A thought has just occurred to me. Do you think that you recreate the same things in your life all over again wherever you move?

The first time a very close friend visited our house outside Puerto de la Cruz she remarked ‘Oh, it’s just like the cottage back in Stockport.’

At first we thought WTF, the house in Stockport was an old mill cottage tucked away behind a suburban housing estate; so tucked away that even the postman couldn’t find it. Some local children thought faeries lived in our garden; it was an oasis in a concrete jungle.

Our house outside Puerto is a converted old animal shed tucked away from the road with a banana plantation on two sides, a finca on the third and a little golf course on the fourth.

Hardly the same, but it is tucked away.

Our friend Jo used to live in an old coach house in Hay on Wye. Regularly on a Friday night we would escape the city and make the 3 hour drive after work to get to the Granary Pub by about nine o’clock where all the stresses of the week were magically washed away in the time it took to down the first pint.

I don’t know whether it was the fresh air or my body just relaxing, but I always found that I got pleasurably drunk very quickly on the Friday nights we spent in Hay.

This is the easier route to Jo's house

Now Jo lives up a mountain on La Gomera and weekends there feel like a different world even from our semi-rural existence on Tenerife.

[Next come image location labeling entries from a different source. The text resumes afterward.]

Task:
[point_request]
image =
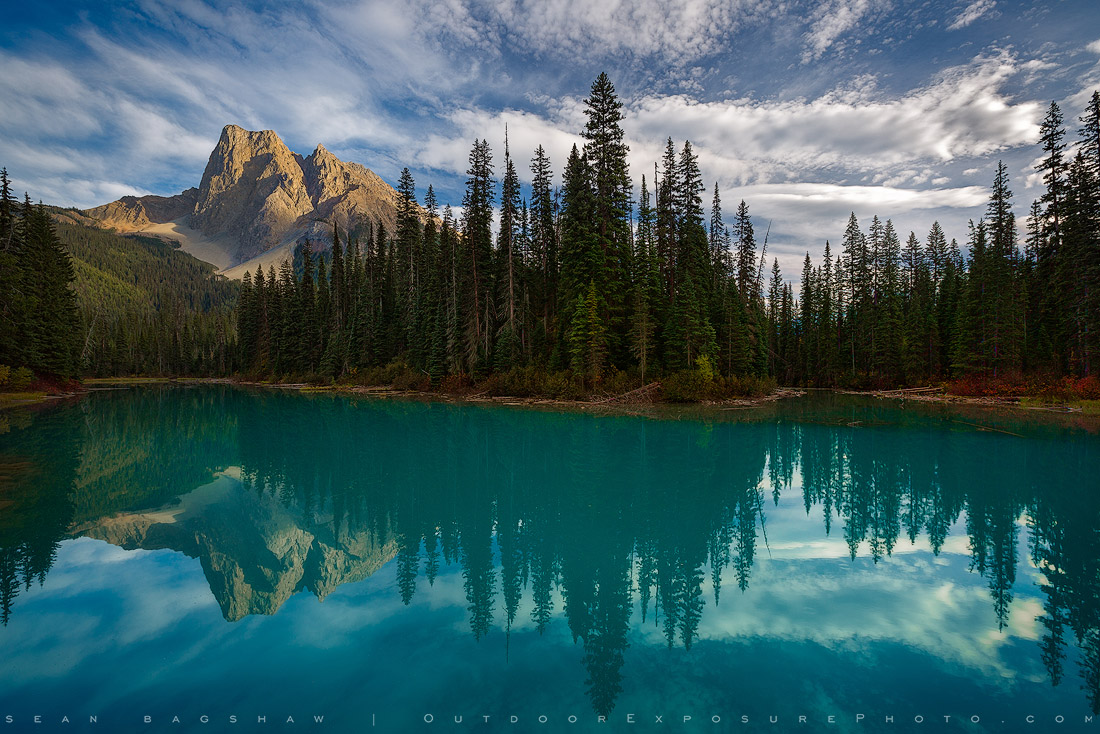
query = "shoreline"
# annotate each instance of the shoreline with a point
(628, 403)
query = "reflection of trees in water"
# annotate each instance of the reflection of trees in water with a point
(603, 513)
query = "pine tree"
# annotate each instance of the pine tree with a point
(543, 251)
(477, 256)
(509, 336)
(605, 152)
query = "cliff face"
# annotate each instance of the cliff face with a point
(257, 197)
(252, 189)
(134, 214)
(255, 551)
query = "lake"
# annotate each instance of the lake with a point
(250, 560)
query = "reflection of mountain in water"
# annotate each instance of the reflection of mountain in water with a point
(256, 551)
(603, 513)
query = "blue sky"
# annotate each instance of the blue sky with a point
(807, 110)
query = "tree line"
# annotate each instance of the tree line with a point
(579, 280)
(585, 282)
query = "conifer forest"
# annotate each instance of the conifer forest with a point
(608, 280)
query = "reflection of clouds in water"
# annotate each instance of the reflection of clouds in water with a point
(952, 620)
(98, 600)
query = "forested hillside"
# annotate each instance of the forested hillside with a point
(585, 287)
(579, 284)
(78, 300)
(146, 307)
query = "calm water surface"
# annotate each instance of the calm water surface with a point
(213, 551)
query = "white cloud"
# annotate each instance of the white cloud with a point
(972, 12)
(963, 113)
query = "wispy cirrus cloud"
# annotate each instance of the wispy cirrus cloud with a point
(972, 12)
(831, 21)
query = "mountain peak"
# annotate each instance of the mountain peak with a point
(257, 198)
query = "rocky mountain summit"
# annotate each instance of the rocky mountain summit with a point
(255, 201)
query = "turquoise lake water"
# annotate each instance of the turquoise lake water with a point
(253, 557)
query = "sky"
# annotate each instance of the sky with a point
(809, 111)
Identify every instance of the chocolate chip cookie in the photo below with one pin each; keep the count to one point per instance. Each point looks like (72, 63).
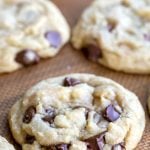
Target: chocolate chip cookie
(77, 112)
(116, 34)
(30, 31)
(4, 145)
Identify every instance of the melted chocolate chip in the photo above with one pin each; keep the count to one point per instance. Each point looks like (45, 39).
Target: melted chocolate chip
(54, 38)
(30, 139)
(96, 143)
(119, 146)
(71, 81)
(92, 52)
(111, 114)
(49, 116)
(111, 27)
(29, 114)
(27, 57)
(96, 118)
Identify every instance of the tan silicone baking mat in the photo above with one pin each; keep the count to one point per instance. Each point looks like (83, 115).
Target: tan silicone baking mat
(67, 61)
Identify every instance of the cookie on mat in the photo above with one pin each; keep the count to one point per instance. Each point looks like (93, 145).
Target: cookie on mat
(4, 145)
(77, 112)
(29, 30)
(116, 33)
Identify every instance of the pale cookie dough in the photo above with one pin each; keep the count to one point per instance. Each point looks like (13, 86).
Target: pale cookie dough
(4, 145)
(77, 112)
(116, 33)
(29, 30)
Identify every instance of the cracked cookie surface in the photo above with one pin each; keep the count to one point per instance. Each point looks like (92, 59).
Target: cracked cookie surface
(77, 112)
(4, 145)
(30, 30)
(116, 34)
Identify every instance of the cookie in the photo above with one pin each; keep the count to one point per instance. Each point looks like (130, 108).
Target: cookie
(30, 31)
(116, 34)
(77, 112)
(4, 145)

For a start, it takes an eternity to get to Jo’s house. When she meets us at the port it’s always traditional to head to the nearest bar for a cerveza. Then it’s a trip to the supermarket to stock up on supplies for the weekend – vitally important to get this part right as her nearest shop is over thirty minutes away by car. This usually involves me asking at least a couple of times:

“Are you sure we’ve got enough wine, Jo?”

And, after she’s told me yes for the umpteenth time, ends up with me deciding to throw in a couple of extra bottles – just to be on the safe side.

Once the shopping’s done we can relax and have another cerveza before hitting the road and the winding journey upwards through emerald terraced peaks and forests where misty fingers dance between ancient laurisilva.

It takes us about an hour to get there, the last 15 minutes on a pothole strewn dirt track through the forest – impassable during the winter rains.

People find it hard to visualise Jo’s house. For a lot of folks the image of houses in the Canary Islands consists of blindingly white apartments, balconies in the sunshine and brilliantly blue swimming pools. If our house is a million miles from that image, Jo’s is a zillion.

For a start, access to Jo’s house is by a goat trail leading from the rain forest. From the forest track it’s maybe a hundred yards and the closest tarmac road is two hundred yards below her down another goat trail. When you’re bringing in supplies you use the forest track – it’s much easier bringing heavy bags down the trail than carrying them up it.

It's also a damn fine spot to welcome the morning.

By the time we put all the supplies away it’s time to crack a beer, or try some of a neighbour’s home brewed cider or schnapps…or even do all three.

The bit I love best about arriving at Jo’s is to take the alcoholic beverage of my choice, plonk myself down on a little tiled platform overlooking the wild valley and listen to the sounds of the birds settling into their nests. As the sun slips under its duvet and the lights from the handful of other houses in Los Aceviños comes on, the valley takes on the appearance of the Shires.

It is always, always one of those perfect little moments in life.

I don’t know whether it’s the fresh air or my body just relaxing, but I always find that I get pleasurably drunk very quickly on the Friday nights we spend in Los Aceviños.

Anyway, what was I saying about recreating the same things all over again wherever you go?